Conceptual Usage Example (Python)
Here’s a Python code snippet that illustrates how you might call the Perform LoRA Video Generation action using a generic Cognitive Actions endpoint:
import requests
import json
# Replace with your Cognitive Actions API key and endpoint
COGNITIVE_ACTIONS_API_KEY = "YOUR_COGNITIVE_ACTIONS_API_KEY"

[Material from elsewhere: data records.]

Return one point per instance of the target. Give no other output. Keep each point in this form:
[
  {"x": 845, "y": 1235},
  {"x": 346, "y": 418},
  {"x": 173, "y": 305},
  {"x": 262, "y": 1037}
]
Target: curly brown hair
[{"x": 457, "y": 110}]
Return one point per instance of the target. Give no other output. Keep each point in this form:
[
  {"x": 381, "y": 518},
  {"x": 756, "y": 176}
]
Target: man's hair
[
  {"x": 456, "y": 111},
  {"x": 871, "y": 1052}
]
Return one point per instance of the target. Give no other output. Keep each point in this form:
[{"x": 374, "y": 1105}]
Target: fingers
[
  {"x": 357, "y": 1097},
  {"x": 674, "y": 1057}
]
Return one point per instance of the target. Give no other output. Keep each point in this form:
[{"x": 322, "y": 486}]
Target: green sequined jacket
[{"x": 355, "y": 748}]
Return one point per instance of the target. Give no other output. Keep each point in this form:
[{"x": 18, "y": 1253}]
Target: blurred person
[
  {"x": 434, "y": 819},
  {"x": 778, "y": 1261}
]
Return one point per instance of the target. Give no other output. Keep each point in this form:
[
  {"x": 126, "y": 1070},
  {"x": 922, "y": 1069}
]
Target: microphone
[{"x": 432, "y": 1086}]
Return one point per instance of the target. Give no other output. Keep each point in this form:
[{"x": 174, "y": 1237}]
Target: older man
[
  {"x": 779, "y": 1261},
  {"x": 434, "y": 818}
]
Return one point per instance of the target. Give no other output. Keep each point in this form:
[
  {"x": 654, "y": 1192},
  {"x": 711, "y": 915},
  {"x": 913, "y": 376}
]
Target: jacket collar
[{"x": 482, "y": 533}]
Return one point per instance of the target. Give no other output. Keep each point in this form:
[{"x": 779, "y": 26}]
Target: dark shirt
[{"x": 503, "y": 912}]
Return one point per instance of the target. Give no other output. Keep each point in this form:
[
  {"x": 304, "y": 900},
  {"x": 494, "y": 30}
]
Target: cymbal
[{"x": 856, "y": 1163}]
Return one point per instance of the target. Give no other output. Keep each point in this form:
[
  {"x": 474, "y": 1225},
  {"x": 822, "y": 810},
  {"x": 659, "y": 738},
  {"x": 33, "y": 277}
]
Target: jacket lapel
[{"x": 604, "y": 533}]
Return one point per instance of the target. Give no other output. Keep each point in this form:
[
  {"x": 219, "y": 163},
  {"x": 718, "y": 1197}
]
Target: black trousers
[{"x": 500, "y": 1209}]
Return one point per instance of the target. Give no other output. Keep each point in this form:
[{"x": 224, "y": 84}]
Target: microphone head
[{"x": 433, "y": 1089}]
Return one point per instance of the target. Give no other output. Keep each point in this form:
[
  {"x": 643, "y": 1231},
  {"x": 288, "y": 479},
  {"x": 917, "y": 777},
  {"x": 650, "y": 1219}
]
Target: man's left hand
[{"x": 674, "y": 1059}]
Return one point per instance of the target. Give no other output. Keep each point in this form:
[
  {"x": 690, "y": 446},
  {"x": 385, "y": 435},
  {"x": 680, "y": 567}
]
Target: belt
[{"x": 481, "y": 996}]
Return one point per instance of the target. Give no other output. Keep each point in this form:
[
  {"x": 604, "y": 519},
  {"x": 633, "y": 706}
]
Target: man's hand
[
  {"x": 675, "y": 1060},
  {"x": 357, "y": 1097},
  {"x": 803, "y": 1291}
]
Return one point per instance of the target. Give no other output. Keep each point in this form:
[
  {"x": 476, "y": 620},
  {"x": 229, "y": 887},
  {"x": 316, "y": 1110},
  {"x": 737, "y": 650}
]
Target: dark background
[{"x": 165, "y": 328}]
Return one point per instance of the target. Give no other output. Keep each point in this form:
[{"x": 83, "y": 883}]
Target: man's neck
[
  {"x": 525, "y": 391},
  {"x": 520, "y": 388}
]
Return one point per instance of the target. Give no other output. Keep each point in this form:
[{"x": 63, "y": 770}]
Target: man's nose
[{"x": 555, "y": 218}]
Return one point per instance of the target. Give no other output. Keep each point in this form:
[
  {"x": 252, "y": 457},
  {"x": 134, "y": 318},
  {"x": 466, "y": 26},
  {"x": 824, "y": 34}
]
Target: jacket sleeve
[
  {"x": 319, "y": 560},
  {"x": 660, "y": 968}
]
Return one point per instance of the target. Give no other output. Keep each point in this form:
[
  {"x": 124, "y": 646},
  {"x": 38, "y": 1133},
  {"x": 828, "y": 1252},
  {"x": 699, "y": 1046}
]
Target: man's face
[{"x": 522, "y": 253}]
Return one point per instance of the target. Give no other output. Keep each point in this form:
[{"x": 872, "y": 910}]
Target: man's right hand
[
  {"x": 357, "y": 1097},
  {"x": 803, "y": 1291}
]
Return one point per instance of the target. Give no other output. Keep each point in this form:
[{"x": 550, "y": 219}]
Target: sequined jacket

COGNITIVE_ACTIONS_EXECUTE_URL = "https://api.cognitiveactions.com/actions/execute" # Hypothetical endpoint
action_id = "d9a32506-d2be-4612-b1b0-7e241aa9ecd6" # Action ID for Perform LoRA Video Generation
# Construct the input payload based on the action's requirements
payload = {
"fps": 15,
"seed": 0,
"width": 768,
"height": 768,
"prompt": "Style of snomexut, A vibrant yellow Tuxemon, wielding a fiery blue staff, joyfully manipulates swirling flames around its cheerful form.",
"extraLora": "a-r-r-o-w/HunyuanVideo-tuxemons",
"loraScale": 1.2,
"guidanceScale": 6,
"numberOfFrames": 33,
"numberOfInferenceSteps": 50
}
headers = {
"Authorization": f"Bearer {COGNITIVE_ACTIONS_API_KEY}",
"Content-Type": "application/json"
}
try:
response = requests.post(
COGNITIVE_ACTIONS_EXECUTE_URL,
headers=headers,
json={"action_id": action_id, "inputs": payload} # Hypothetical structure
)
response.raise_for_status() # Raise an exception for bad status codes (4xx or 5xx)
result = response.json()
print("Action executed successfully:")
print(json.dumps(result, indent=2))
except requests.exceptions.RequestException as e:
print(f"Error executing action {action_id}: {e}")
if e.response is not None:
print(f"Response status: {e.response.status_code}")
try:
print(f"Response body: {e.response.json()}")
except json.JSONDecodeError:
print(f"Response body: {e.response.text}")
In this snippet:
- Replace
"YOUR_COGNITIVE_ACTIONS_API_KEY"with your actual API key. - The
payloadvariable contains the necessary input fields formatted as required by the action. - The endpoint URL and request structure are illustrative and should be adjusted based on the actual API documentation you are working with.
Conclusion
The HunyuanVideo Cognitive Actions provide a straightforward way to generate captivating videos with customizable features using LoRA inference. By integrating the Perform LoRA Video Generation action into your applications, you can effortlessly create unique video content tailored to your needs. Explore different prompts and parameters to fully leverage the potential of this powerful tool and elevate your video creation process!